At least one other federal judge, Thomas Hogan, has recently cited the city lawyers for disregarding court orders and missing deadlines, and judges in D.C. Superior Court have noted similar problems.

In the city's appeal of Lamberth's ruling in the job discrimination case, filed last Friday, Assistant Corporation Counsel Richard Love for the first time submitted evidence that the plaintiff, James S. Monroe Sr., was fired for poor performance and failing a written job exam. It is information that could have helped the city's position in the lawsuit.

Included in court papers filed in the case last Friday was a photocopy of a 1984 letter to Monroe from the D.C. Office of Human Rights, saying he did not have a credible case.

Bailey said the Corporation Counsel's Office has borne a disproportionate share of citywide budget cuts for a simple reason: It is one government agency that lacks a constituency, and therefore lacks clout, even though the office's acting head, Herbert O. Reid Sr., is a close friend of Mayor Marion Barry's.
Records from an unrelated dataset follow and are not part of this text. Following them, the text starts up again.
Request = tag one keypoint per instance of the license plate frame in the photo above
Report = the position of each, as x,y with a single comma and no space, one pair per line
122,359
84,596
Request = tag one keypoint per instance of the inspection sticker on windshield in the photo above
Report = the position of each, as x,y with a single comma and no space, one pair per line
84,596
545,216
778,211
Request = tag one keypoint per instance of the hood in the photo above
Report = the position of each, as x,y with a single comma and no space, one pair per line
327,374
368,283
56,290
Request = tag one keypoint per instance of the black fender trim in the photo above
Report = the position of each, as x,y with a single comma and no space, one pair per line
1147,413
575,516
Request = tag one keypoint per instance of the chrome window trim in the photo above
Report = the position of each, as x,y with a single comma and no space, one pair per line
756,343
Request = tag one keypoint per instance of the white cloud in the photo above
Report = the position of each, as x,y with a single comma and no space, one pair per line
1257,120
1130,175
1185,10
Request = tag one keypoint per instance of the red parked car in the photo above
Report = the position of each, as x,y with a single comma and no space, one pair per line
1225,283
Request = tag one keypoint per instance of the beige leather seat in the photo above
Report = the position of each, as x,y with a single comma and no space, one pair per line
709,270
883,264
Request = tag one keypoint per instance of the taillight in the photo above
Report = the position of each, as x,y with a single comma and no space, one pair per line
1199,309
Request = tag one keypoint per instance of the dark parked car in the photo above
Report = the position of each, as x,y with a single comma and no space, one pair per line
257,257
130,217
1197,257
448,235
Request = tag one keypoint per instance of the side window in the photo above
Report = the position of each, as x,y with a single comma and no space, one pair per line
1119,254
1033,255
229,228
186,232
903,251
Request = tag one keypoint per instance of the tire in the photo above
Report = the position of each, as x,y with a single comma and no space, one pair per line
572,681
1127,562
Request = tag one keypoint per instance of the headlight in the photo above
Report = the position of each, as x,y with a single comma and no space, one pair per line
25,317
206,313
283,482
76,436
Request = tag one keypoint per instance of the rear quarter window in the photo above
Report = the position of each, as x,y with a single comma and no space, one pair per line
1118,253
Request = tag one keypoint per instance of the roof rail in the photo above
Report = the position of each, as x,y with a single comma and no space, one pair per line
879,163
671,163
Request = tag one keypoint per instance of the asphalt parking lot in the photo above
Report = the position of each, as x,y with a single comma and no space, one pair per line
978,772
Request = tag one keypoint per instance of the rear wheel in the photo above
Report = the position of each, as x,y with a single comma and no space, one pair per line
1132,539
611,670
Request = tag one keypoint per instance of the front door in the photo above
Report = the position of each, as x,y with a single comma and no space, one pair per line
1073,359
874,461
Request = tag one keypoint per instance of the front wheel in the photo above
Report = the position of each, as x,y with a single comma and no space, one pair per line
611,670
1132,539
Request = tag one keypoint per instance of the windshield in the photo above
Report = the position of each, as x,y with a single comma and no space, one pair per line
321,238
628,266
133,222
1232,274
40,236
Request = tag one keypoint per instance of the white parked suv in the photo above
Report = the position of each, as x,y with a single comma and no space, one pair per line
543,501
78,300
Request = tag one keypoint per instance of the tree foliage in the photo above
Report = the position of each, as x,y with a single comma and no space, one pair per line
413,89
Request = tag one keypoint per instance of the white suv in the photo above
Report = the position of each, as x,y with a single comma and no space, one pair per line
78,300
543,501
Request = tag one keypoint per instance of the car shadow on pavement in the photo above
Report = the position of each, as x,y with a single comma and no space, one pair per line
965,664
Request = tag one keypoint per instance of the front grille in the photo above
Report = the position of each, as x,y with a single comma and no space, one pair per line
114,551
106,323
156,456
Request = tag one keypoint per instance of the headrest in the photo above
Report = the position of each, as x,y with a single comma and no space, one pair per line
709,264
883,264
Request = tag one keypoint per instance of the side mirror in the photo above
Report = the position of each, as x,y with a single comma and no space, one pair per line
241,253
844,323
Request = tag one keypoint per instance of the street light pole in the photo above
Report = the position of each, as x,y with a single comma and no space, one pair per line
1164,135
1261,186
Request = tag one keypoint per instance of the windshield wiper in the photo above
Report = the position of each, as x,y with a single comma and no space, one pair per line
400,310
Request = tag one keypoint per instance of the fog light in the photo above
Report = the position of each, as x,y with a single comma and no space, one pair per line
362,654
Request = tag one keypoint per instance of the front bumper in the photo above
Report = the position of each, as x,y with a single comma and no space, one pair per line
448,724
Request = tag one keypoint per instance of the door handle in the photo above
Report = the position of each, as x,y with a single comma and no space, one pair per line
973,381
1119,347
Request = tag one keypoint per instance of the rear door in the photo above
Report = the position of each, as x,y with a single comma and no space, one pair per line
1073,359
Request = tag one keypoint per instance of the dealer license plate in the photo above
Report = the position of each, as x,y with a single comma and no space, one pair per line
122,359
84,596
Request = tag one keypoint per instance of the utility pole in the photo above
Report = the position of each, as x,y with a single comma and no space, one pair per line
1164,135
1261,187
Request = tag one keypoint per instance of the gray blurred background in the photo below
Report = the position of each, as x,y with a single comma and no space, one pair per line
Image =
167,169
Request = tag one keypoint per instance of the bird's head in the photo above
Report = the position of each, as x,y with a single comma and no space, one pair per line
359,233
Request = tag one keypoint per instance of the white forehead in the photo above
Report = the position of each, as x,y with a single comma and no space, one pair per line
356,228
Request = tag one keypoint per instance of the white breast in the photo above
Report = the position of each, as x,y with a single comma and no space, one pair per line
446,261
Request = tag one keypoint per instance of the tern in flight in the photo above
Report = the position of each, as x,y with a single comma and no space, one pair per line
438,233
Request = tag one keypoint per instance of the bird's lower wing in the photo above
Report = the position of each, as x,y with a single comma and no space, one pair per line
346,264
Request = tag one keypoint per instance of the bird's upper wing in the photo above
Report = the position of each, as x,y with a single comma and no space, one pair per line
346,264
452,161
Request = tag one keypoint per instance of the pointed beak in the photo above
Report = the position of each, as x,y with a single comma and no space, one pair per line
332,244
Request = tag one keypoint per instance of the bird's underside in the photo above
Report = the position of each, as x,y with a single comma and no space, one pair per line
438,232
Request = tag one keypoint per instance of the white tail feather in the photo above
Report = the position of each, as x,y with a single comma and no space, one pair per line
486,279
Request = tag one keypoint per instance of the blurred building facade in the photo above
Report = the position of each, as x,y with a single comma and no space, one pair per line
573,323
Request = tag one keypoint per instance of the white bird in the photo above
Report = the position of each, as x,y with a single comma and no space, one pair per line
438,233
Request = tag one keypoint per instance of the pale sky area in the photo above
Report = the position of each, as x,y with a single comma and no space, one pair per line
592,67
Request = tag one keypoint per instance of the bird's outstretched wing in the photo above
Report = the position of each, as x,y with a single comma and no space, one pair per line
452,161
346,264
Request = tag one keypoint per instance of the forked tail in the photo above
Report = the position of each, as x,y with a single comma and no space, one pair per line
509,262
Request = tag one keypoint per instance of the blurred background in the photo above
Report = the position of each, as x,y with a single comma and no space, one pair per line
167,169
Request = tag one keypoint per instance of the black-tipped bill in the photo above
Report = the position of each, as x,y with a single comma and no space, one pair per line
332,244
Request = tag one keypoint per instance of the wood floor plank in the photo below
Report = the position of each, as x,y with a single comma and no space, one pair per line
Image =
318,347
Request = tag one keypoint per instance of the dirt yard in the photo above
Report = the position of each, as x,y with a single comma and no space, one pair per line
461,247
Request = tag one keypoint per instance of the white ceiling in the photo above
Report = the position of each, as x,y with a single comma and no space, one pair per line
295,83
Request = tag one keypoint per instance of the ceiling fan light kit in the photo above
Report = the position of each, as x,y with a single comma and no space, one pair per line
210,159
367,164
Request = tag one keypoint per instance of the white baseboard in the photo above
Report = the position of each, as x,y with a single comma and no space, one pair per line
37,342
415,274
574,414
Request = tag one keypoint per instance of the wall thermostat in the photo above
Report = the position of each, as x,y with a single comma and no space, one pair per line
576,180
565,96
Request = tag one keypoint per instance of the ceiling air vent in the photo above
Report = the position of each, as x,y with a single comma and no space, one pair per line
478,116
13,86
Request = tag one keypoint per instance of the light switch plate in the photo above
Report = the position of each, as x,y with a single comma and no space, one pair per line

"We service the government," said Bailey. "If the Department of Human Services budget gets cut, the people they serve get up in arms. When we get cut, we have nobody to lobby for us."

Records filed in connection with the Monroe appeal show that five lawyers in the corrections litigation section handle the 890 prisoner lawsuits filed against the District in the past two years.

Overall, the papers said, roughly 25 percent of the attorney positions in the office are unfilled because of a "snowballing exodus" of lawyers in recent months. The lawyers who left were unhappy that budget cuts left them without money for such things as secretaries and expert witnesses, the papers said.

Bailey said that help may be on the way: The office recently got permission to hire new lawyers, including three in the correctional litigation section. Meanwhile, he said, the city will appeal Lamberth's latest order.